The iOS Testing Manifesto
Table of Contents
- Rules For Writing A Good Unit Test
- Test Driven Development
- Dependency Injection
- Mocks, Stubs, Fakes, Spies, Dummies
- Model Testing
- View Testing
- Controller Testing
- Testing Other Objects
- Other Frameworks
Most engineers agree that testing is good. There have been so many articles and blogs about the benefits of testing that they’re too numerous to list. But what does it mean to write a unit test in the iOS environment? What makes a good unit test? What’s worth testing?
iOS developers are notoriously bad at writing unit tests — in the sense that as a community, we don’t seem to write too many of them. In 2013, I was vaguely aware of SenTestingKit — and like most other iOS developers, didn’t use it. I had a number of rationalizations about why I didn’t write tests — from things like “I have types, and so I’m not as concerned about things going wrong like in Python or Ruby” to “Why should I waste time verifying my code works when I already know that my code works?”

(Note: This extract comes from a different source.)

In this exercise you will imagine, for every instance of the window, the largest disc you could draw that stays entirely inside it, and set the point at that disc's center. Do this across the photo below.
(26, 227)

A few years later, I had realized that there’s no good replacement for unit tests. Testing isn’t a nice-to-have, it’s an absolute game-changer. Working in a well tested codebase gives me the confidence to make changes and experiment without fearing that I’ll break something somewhere in the application. I know that if something goes wrong with my refactor, or with the integration of my new feature, I’ll likely have a wall of test failures notifying me of my mistake. Most importantly, it can make new-comers to a codebase understand the intent behind each function.
Rules For Writing A Good Unit Test
- Each individual test should be fast.
- No networking in unit tests. If a unit test performs a networking event, it’s not a unit test!

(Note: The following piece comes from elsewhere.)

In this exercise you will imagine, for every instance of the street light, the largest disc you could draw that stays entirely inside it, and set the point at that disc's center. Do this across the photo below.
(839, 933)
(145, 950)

- Tests should be independent and isolated. Tests should not mutate state for other tests, and they shouldn’t perform tear-down or set-up for one another.
- Tests should be repeatable. A flaky test causes more harm than it’s worth. Either fix them or delete them.
- No dependencies out of your control. Don’t have tests rely on a fixed system date, timezone, or otherwise — these things should either be in the testing suite or the testing environment. Stubbed data shouldn’t be reliant on near-future dates.
In addition, a good test has the following shape:
Let’s take a look at what’s going on up there:
- Naming. Every XCTest function starts with
test. The underscores delimit logical groupings. The second logical group is the behavior being tested, and the third logical grouping is the context under which it’s being tested. A fourth logical grouping can be added if the context merits it.
- Setup. Explicitly listing the dependencies needed to put an object under test in the desired state.
- Behavior Modification. Calling the method, or setting the value that causes the change in the object under test.
- Capturing Changes. When comparing two values, explicitly capture both the expected and actual values. When setting the expected value, use fixed data if possible.
- Assertion. This is where our assumptions about the behavior of the class are tested against the actual behavior of the class.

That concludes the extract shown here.